Oakland filmmaker Reid Davenport’s work focuses on the perspective of people with disabilities. He made five short documentaries, before making his feature debut, I Didn’t See You There (2022), the winner of the Sundance Film Festival’s U.S. documentary directing award. He is a 2017 TED Fellow and DOC NYC named him one of their 2020 “40 Filmmakers Under 40”. He is a co-founder of Through My Lens, an organization that teaches students with and without disabilities how to make films. Among the honors for his short films are the Best Short Doc prize from the Awareness Film Festival for Wheelchair Diaries: One Step Up (2013) and a Big Sky Documentary Film Festival Artistic Vision Award for A Cerebral Game (2015).
Lawrence Carter-Long, chair of SF Film’s Disability Advisory Committee, is a respected authority on the history and evolution of disability in media. He has created, curated, critiqued, or consulted on projects for the National Endowment for the Arts, Turner Classic Movies, Sundance, SAG-AFTRA, AFI, NPR, ITVS, the BBC, and more. His work has been featured on PBS and in publications that include Film Quarterly, The Atlantic, and USA Today. He has lectured on disability representation at the Library of Congress, the Whitney Museum of Modern Art, and the United Nations. He was featured in the documentary Code of Freaks (2020) and acted in Best Summer Ever (2021). Previously the communications lead for the National Council on Disability during the Obama administration, Carter-Long is currently the Director of Communications for the Disability Rights Education & Defense Fund based in Berkeley, California.
Dawn Valadez is a queer, Xicana, feminista, filmmaker, social worker, artist, youth advocate, resource wrangler, and impact strategist. Dawn produced/co-directed The Pushouts (2018) and directed/produced Going on 13 (2008). She’s been awarded numerous honors, including the Al Bendich Berkeley Film Foundation Award (2017), and the Imagen’s Best Documentary Award (2018). Dawn was a recipient of the 2020 See It, Be It Filmmaker Fellowship from the Geena Davis Institute on Gender and the Media/ Bentonville Film Foundation. Dawn is a consulting producer on a number of projects in development, production, post-production, and impact/distribution stages. Dawn is the Director of Youth and Artistic Development at BAVC Media.

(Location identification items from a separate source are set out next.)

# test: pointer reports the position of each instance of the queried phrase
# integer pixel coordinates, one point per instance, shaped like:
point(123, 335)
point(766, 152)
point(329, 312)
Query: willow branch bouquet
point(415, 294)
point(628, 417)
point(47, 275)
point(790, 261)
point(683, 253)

Asha Phelps works at IFC Center as the Administrative & Operations Manager, specializing in theater and event operations, alternative content programming, accounting, and databasing. She additionally works for DOC NYC as the Systems Director, which includes overseeing the festival’s ticketing and passholder programs, as well as virtual platform and venue box office operations. She was a 2016 participant in the inaugural Industry Academy International U.S., hosted by Film of Lincoln Center and the Locarno International Film Festival. She has a BA in Cinema Studies from NYU. A Texas native, she currently lives in Brooklyn, NY.